Tuesday, March 31, 2020

Pemacu Pemicu

Gimana? Mau nulis apa ini? Niat sudah ada lho. 

Coba dikulik otaknya ya. Isinya apa? Ada siapa saja di dalam situ? Siapa yang akan memainkan cerita? 

Jika tak ada yang bermain, coba didirikan dulu taman bermainnya. Prosotan, jungkat-jungkit? Panggung pertunjukan? Waktu? Perjalanan? Peradaban baru? Apa?

Kalau masih belum ada taman bermainnya, coba bayangkan halaman kosong. Ah, ternyata halaman ini tak lagi kosong. Kau bisa menggelar apa saja di atas halaman yang sudah kau mulai ini. Bisa taman bermain, pasar malam, ruang gelap kosong yang ada di kepalamu, bait, paragraf, atau bahkan omong kosong. Tapi, kalau bisa jangan omong kosong. Orang akan abai. Kecuali kau sudah lama berkiprah mengisi halaman yang didatangi banyak orang. 

Coba renungkan kembali, apa yang cocok untuk halaman yang sudah terisi dengan 123 kata ini? Kalau sampai malam nanti tak jua bertemu dengan permainannya, kau boleh menginap sehari-dua hari. Bebas. Toh halaman ini milikmu. 

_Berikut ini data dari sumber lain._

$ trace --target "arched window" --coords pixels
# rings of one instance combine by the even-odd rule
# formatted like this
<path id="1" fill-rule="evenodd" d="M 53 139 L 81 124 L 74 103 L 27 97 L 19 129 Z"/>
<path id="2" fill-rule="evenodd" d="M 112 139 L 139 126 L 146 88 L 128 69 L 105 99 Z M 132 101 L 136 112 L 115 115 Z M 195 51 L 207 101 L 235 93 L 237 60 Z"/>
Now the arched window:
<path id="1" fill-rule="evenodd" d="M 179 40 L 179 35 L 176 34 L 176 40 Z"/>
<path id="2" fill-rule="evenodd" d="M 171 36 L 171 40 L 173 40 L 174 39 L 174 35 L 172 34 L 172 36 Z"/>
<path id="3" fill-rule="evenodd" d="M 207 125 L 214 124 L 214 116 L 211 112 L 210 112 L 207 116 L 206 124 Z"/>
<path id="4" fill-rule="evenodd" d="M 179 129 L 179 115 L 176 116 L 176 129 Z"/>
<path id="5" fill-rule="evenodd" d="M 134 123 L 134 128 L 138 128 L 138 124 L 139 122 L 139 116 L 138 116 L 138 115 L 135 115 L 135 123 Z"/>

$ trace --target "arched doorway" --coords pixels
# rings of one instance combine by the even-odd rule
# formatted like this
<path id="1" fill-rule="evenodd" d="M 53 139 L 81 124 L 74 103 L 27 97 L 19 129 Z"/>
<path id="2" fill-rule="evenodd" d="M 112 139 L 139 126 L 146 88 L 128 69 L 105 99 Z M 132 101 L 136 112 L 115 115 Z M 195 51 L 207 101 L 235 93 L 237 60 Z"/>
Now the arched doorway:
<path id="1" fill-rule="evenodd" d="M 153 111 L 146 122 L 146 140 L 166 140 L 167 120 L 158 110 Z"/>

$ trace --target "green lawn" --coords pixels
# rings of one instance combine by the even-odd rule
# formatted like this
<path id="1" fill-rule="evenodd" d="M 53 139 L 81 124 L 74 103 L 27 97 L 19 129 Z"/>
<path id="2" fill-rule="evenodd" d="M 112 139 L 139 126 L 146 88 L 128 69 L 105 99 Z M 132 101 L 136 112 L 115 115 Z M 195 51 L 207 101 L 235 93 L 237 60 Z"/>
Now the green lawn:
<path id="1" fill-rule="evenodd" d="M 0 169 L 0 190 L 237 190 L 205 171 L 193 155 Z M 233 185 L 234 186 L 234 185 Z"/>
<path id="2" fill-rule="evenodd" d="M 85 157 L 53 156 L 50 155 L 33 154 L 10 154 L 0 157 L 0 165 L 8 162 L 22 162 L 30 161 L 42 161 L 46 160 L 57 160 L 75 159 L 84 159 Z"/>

Tapi, ya, kamu harus ingat saja kalau rumput tetangga akan selalu lebih hijau. Kalau halamanmu tak kau isi sekarang, tetangga akan lebih dulu menuai rumput hijaunya.

Tuesday, March 17, 2020

Hari Depan

Sering kali aku didera ketakutan akan hari depan. Takut jika nantinya aku tak sanggup menghadapi apa yang terjadi. Takut jika nantinya tiba-tiba orang-orang tak lagi dapat mengingatku. Jika aku dihadapkan oleh hal ini, aku biasanya tidur sepagi mungkin sampai setidaknya orang rumah baru bangun. Lalu jika aku mulai terjaga, aku paksa mataku untuk kembali terpejam. Kenyataan begitu menakutkan.

Jika ini terjadi kepadaku, aku biasa menarik diri dari pertemanan, keluar dari semua grup WhatsApp, membenci semua temanku, membuktikan bagaimana jadinya jika mereka hidup tanpa aku.

Dua hari yang lalu aku bertanya pada diriku sendiri. Bagaimana jika aku tak pernah dilahirkan? Bagaimana jika suatu hari nanti aku tiba-tiba menghilang dari bumi dan ingatan orang-orang yang mengenalku? Adakah mereka akan lebih bahagia?

Lalu tibalah hari ini. Hari yang aku tunggu-tunggu akhirnya tiba. Bagiku, usia 27 adalah sebuah ketakutan terbesar. Chairil Anwar dan Soe Hok Gie waat sebelum usianya 27. Hal ini yang selalu aku wanti-wanti kepada temanku untuk menyelamatkan hidupnya dalam perjalanannya menuju 27. Apakah aku sanggup bertahan sampai usiaku 27?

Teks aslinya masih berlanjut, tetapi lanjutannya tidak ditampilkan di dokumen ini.